If you specify `0`, LoRA will not be applied to that layer. For example, `[4,0,0,0,4]` applies LoRA only to `img_in` and `txt_in`.
### FLUX.1 OFT training
You can train OFT with almost the same options as LoRA, such as `--timestamp_sampling`. The following points are different.
- Change `--network_module` from `networks.lora_flux` to `networks.oft_flux`.

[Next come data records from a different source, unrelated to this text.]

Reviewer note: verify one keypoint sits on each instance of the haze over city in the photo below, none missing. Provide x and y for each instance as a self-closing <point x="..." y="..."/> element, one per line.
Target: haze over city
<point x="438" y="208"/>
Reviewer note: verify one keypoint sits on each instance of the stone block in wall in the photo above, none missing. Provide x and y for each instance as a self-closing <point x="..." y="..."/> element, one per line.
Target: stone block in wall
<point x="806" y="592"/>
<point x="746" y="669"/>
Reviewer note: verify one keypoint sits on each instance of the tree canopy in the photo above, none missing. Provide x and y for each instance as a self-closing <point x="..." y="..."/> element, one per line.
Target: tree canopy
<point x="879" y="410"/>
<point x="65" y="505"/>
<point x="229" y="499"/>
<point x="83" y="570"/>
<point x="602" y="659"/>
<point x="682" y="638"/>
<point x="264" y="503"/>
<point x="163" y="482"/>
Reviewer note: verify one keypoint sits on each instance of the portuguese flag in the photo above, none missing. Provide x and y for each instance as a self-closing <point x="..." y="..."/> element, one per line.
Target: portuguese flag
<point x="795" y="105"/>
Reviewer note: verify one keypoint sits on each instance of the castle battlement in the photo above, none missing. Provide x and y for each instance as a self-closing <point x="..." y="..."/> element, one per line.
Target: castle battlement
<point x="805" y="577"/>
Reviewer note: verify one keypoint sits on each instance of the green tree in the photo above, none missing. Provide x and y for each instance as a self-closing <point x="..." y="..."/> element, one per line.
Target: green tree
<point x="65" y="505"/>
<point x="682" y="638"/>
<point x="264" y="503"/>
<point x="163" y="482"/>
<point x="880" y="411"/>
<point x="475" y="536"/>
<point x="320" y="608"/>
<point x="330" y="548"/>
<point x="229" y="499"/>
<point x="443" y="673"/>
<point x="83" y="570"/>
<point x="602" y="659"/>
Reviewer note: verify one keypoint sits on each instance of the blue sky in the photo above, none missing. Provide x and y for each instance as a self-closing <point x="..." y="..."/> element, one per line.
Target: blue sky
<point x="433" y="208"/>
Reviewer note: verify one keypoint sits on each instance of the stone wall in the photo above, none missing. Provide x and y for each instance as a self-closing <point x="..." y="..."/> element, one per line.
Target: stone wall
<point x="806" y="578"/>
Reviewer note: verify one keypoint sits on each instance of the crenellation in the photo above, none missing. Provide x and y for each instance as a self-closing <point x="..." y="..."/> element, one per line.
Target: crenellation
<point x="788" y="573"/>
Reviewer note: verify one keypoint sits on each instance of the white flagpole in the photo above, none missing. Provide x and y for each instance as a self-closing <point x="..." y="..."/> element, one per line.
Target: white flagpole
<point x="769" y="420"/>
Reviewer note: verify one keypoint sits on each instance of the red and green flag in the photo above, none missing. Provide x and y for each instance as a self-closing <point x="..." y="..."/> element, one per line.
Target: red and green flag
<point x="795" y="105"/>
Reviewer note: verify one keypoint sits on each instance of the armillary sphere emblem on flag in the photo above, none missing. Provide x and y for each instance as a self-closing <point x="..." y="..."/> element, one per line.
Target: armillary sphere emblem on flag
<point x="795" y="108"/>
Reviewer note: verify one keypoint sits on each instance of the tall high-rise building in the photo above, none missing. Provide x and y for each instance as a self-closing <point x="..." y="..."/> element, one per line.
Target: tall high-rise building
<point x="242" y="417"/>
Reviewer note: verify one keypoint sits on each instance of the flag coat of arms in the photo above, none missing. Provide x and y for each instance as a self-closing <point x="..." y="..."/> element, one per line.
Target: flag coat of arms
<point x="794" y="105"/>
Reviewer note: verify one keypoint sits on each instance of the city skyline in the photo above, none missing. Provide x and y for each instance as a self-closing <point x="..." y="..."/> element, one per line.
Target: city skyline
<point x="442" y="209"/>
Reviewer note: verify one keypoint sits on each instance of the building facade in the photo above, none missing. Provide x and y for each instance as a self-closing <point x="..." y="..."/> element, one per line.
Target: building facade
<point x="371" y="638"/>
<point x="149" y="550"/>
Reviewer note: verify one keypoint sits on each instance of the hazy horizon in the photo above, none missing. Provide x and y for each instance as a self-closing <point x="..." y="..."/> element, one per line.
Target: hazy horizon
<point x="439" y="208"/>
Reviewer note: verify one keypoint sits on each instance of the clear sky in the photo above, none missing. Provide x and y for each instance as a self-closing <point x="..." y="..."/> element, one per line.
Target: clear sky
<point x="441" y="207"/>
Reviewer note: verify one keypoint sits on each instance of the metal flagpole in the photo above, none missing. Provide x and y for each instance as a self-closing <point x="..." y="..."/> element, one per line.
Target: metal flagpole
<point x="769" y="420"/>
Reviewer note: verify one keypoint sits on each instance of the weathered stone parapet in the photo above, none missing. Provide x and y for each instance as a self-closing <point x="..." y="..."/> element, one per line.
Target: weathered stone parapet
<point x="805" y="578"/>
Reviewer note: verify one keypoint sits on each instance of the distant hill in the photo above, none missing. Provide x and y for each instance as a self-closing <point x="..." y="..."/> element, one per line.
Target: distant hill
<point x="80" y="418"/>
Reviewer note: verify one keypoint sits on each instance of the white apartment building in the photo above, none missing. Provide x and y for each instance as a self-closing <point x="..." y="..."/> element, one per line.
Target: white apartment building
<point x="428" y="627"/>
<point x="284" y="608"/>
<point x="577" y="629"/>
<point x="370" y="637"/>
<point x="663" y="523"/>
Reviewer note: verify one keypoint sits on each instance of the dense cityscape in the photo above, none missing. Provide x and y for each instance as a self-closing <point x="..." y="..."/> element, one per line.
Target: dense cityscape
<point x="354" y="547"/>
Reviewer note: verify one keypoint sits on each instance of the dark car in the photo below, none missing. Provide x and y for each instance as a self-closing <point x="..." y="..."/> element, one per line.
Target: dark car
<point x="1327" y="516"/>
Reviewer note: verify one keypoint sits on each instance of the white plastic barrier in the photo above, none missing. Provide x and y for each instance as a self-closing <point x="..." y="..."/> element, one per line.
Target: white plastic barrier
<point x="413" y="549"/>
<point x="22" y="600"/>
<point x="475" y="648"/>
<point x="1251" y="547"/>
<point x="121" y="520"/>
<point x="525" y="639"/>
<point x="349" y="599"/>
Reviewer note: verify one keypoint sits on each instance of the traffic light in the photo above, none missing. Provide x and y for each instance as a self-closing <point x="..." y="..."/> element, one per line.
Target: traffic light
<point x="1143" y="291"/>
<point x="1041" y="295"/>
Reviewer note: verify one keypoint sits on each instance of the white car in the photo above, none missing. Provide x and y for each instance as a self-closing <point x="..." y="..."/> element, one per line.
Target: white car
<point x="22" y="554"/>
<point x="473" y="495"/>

- `--network_dim` is the number of OFT blocks. Unlike LoRA rank, the smaller the dim, the larger the model. We recommend about 64 or 128. Please make the output dimension of the target layer of OFT divisible by the value of `--network_dim` (an error will occur if it is not divisible). Valid values are 64, 128, 256, 512, 1024, etc.
- `--network_alpha` is treated as a constraint for OFT. We recommend about 1e-2 to 1e-4. The default value when omitted is 1, which is too large, so be sure to specify it.

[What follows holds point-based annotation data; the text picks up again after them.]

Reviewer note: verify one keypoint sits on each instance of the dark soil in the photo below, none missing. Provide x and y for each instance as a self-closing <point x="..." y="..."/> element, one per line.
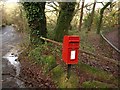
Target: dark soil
<point x="33" y="74"/>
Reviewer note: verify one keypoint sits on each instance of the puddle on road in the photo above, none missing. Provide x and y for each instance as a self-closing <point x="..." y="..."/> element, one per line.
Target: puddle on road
<point x="12" y="57"/>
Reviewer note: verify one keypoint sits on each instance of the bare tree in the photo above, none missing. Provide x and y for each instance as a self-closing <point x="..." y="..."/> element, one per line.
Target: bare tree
<point x="92" y="16"/>
<point x="101" y="16"/>
<point x="81" y="15"/>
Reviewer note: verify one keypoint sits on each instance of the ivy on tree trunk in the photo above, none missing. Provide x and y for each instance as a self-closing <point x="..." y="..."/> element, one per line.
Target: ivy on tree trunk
<point x="36" y="20"/>
<point x="101" y="16"/>
<point x="64" y="19"/>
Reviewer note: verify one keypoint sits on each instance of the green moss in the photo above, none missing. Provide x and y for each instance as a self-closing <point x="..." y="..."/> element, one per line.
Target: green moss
<point x="98" y="73"/>
<point x="96" y="84"/>
<point x="57" y="72"/>
<point x="49" y="63"/>
<point x="72" y="82"/>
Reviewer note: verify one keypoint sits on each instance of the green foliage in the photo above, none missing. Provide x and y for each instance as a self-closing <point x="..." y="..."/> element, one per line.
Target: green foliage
<point x="57" y="72"/>
<point x="37" y="20"/>
<point x="96" y="84"/>
<point x="64" y="19"/>
<point x="97" y="73"/>
<point x="49" y="63"/>
<point x="72" y="82"/>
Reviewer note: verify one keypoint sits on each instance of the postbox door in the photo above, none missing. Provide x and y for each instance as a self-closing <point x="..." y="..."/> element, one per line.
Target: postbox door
<point x="73" y="56"/>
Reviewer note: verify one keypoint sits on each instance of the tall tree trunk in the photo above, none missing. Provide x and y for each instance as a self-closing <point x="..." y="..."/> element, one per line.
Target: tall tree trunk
<point x="81" y="16"/>
<point x="92" y="16"/>
<point x="64" y="19"/>
<point x="37" y="20"/>
<point x="101" y="16"/>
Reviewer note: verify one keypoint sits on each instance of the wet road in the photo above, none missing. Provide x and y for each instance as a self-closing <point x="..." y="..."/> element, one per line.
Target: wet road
<point x="10" y="39"/>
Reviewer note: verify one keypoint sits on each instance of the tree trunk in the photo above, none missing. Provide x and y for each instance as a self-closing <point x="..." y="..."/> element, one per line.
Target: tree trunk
<point x="101" y="16"/>
<point x="64" y="19"/>
<point x="81" y="16"/>
<point x="92" y="16"/>
<point x="36" y="20"/>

- CLIP/T5XXL is not supported. Specify `--network_train_unet_only`.
- `--network_args` specifies the hyperparameters of OFT. The following are valid:
- Specify `enable_all_linear=True` to target all linear connections in the MLP layer. The default is False, which targets only attention.
Currently, there is no environment to infer FLUX.1 OFT. Inference is only possible with `flux_minimal_inference.py` (specify OFT model with `--lora`).

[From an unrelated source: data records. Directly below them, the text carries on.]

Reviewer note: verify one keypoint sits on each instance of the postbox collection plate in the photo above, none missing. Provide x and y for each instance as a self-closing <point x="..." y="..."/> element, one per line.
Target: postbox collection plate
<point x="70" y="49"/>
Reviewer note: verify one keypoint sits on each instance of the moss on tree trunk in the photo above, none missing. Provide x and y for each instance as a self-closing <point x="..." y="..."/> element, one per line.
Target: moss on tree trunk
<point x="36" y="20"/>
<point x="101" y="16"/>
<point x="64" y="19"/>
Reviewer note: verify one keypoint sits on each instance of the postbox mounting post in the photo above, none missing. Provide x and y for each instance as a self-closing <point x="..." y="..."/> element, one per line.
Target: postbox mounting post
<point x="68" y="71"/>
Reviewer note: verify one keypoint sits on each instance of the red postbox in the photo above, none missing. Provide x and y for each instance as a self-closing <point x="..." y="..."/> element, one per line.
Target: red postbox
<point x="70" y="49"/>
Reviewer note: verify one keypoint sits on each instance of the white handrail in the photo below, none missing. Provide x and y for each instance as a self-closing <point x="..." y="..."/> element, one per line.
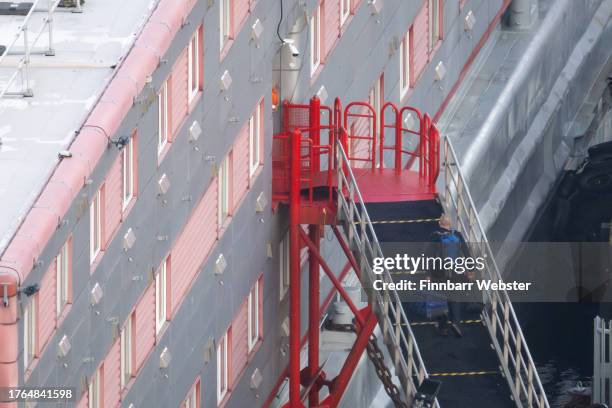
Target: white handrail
<point x="395" y="326"/>
<point x="505" y="331"/>
<point x="24" y="61"/>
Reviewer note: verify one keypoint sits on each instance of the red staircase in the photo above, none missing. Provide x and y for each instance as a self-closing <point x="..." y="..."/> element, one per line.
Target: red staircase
<point x="309" y="165"/>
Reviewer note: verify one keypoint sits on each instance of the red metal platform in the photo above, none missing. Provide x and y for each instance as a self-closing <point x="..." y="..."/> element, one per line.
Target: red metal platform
<point x="385" y="185"/>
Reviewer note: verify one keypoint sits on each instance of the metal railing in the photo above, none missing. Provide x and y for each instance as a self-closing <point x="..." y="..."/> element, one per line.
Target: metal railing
<point x="602" y="362"/>
<point x="361" y="238"/>
<point x="22" y="67"/>
<point x="498" y="313"/>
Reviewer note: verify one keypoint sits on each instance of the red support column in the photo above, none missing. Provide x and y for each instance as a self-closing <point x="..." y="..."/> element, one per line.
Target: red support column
<point x="294" y="273"/>
<point x="341" y="381"/>
<point x="314" y="319"/>
<point x="314" y="123"/>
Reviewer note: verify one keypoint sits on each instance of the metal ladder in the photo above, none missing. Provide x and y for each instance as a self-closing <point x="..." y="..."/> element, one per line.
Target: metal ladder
<point x="498" y="314"/>
<point x="394" y="325"/>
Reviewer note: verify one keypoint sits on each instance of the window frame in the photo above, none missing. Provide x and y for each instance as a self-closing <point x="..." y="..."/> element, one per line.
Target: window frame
<point x="284" y="264"/>
<point x="30" y="332"/>
<point x="192" y="400"/>
<point x="224" y="188"/>
<point x="253" y="317"/>
<point x="225" y="22"/>
<point x="345" y="11"/>
<point x="315" y="40"/>
<point x="255" y="139"/>
<point x="127" y="351"/>
<point x="434" y="23"/>
<point x="405" y="59"/>
<point x="162" y="302"/>
<point x="95" y="389"/>
<point x="63" y="277"/>
<point x="163" y="113"/>
<point x="194" y="65"/>
<point x="129" y="167"/>
<point x="95" y="226"/>
<point x="223" y="365"/>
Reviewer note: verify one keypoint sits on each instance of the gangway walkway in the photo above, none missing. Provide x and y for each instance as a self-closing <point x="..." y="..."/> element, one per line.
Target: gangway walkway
<point x="332" y="173"/>
<point x="467" y="367"/>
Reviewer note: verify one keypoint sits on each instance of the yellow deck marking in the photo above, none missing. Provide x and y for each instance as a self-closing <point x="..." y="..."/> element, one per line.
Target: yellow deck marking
<point x="404" y="221"/>
<point x="463" y="374"/>
<point x="432" y="323"/>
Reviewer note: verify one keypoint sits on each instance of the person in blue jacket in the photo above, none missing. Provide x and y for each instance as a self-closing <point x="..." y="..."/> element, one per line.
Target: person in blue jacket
<point x="449" y="244"/>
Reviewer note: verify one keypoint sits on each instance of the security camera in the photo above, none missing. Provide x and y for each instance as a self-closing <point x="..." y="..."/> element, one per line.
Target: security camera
<point x="294" y="50"/>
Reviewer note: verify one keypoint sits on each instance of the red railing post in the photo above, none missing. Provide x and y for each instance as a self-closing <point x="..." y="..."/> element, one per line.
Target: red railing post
<point x="434" y="154"/>
<point x="424" y="147"/>
<point x="314" y="319"/>
<point x="314" y="124"/>
<point x="337" y="125"/>
<point x="285" y="124"/>
<point x="294" y="272"/>
<point x="398" y="142"/>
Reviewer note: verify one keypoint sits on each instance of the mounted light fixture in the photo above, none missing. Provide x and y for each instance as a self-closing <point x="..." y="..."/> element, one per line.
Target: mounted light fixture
<point x="129" y="238"/>
<point x="96" y="294"/>
<point x="440" y="71"/>
<point x="261" y="202"/>
<point x="470" y="21"/>
<point x="63" y="347"/>
<point x="226" y="81"/>
<point x="322" y="94"/>
<point x="256" y="30"/>
<point x="163" y="185"/>
<point x="194" y="131"/>
<point x="220" y="264"/>
<point x="375" y="7"/>
<point x="165" y="357"/>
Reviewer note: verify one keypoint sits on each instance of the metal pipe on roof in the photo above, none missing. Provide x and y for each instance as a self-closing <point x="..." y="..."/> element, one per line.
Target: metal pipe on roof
<point x="522" y="13"/>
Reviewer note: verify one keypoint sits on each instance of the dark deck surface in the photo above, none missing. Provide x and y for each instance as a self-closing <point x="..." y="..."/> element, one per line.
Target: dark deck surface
<point x="467" y="366"/>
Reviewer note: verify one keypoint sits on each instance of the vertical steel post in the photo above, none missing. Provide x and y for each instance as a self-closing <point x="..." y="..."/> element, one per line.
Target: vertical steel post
<point x="314" y="123"/>
<point x="294" y="270"/>
<point x="314" y="233"/>
<point x="50" y="50"/>
<point x="26" y="63"/>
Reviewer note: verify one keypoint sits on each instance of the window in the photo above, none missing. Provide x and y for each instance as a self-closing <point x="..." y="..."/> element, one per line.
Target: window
<point x="255" y="139"/>
<point x="345" y="10"/>
<point x="63" y="269"/>
<point x="435" y="13"/>
<point x="225" y="21"/>
<point x="128" y="168"/>
<point x="127" y="351"/>
<point x="193" y="397"/>
<point x="194" y="63"/>
<point x="254" y="316"/>
<point x="224" y="189"/>
<point x="223" y="359"/>
<point x="315" y="40"/>
<point x="95" y="225"/>
<point x="284" y="265"/>
<point x="163" y="128"/>
<point x="30" y="331"/>
<point x="94" y="390"/>
<point x="405" y="52"/>
<point x="161" y="295"/>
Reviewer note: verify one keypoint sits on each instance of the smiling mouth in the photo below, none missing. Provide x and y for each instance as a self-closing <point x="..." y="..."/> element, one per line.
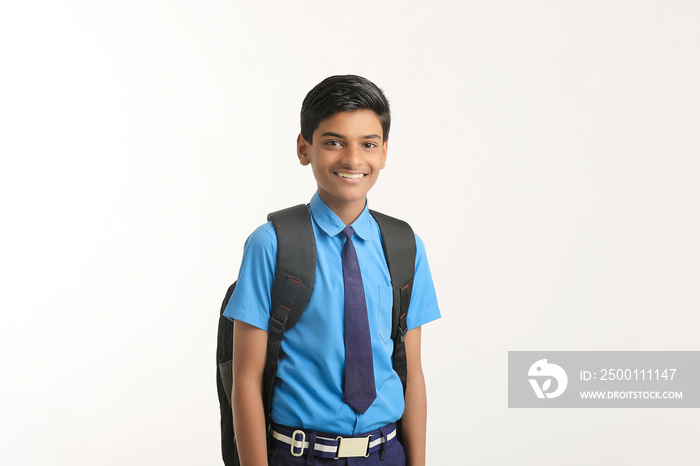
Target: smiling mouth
<point x="352" y="176"/>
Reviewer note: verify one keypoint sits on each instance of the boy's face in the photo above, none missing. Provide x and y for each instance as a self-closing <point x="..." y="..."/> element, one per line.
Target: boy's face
<point x="346" y="156"/>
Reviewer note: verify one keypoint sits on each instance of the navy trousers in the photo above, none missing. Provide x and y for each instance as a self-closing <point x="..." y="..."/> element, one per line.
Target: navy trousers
<point x="390" y="455"/>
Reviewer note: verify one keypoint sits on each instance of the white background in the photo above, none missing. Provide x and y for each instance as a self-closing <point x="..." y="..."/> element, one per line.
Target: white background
<point x="545" y="151"/>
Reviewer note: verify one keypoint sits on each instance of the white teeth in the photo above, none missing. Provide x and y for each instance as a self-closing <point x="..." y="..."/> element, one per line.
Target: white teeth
<point x="354" y="176"/>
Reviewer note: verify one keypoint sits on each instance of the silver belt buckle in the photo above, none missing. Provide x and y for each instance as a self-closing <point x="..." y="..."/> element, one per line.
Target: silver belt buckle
<point x="294" y="441"/>
<point x="353" y="447"/>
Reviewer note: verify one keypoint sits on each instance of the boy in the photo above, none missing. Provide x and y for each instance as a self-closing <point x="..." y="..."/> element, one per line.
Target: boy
<point x="345" y="124"/>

Sample command is below. It will work with 24GB VRAM GPUs with the batch size of 1.
```
--network_module networks.oft_flux --network_dim 128 --network_alpha 1e-3
--network_args "enable_all_linear=True" --learning_rate 1e-5
```
The training can be done with 16GB VRAM GPUs without `--enable_all_linear` option and with Adafactor optimizer.
### Inference for FLUX.1 with LoRA model
The inference script is also available. The script is `flux_minimal_inference.py`. See `--help` for options.